Electronic protected health information (ePHI) is any protected health information that is created, received, stored, or transmitted in electronic form. While PHI encompasses health information in any medium, including paper and oral communications, ePHI specifically refers to the digital subset. This distinction is important because ePHI is subject to the HIPAA Security Rule in addition to the Privacy Rule. Examples of ePHI include electronic medical records (EMRs), email messages containing patient information, databases with patient demographics or billing data, digital imaging files, and patient information stored in cloud services.
The HIPAA Security Rule was specifically designed to protect ePHI. It requires covered entities and business associates to implement three categories of safeguards: administrative safeguards such as risk analyses, workforce training, and access management policies; physical safeguards such as facility access controls, workstation security, and device management; and technical safeguards such as access controls, audit logging, integrity controls, and transmission security.
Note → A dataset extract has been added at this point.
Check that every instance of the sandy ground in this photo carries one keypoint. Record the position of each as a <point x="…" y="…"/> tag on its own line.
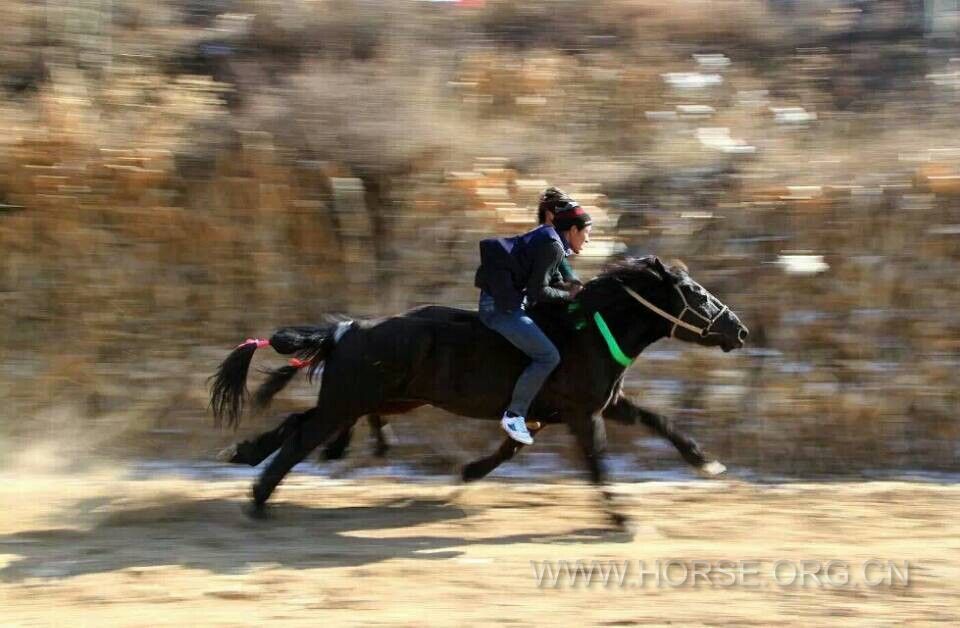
<point x="96" y="549"/>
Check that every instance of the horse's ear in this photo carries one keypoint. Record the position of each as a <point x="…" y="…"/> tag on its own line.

The Security Rule mandates that organizations ensure the confidentiality, integrity, and availability of all ePHI they create, receive, maintain, or transmit, and protect against reasonably anticipated threats and impermissible uses or disclosures.
As healthcare becomes increasingly digital, the volume and distribution of ePHI continues to grow. Organizations must track ePHI across all systems, devices, and transmission channels, including mobile devices, cloud services, telehealth platforms, medical devices, and health information exchanges. Each environment where ePHI exists must be secured according to HIPAA requirements. Organizations should maintain a comprehensive inventory of all systems and devices that create, receive, store, or transmit ePHI, and include each in their risk analysis and risk management processes. Encryption of ePHI both at rest and in transit is an addressable specification but is considered a fundamental best practice that also provides safe harbor from breach notification requirements.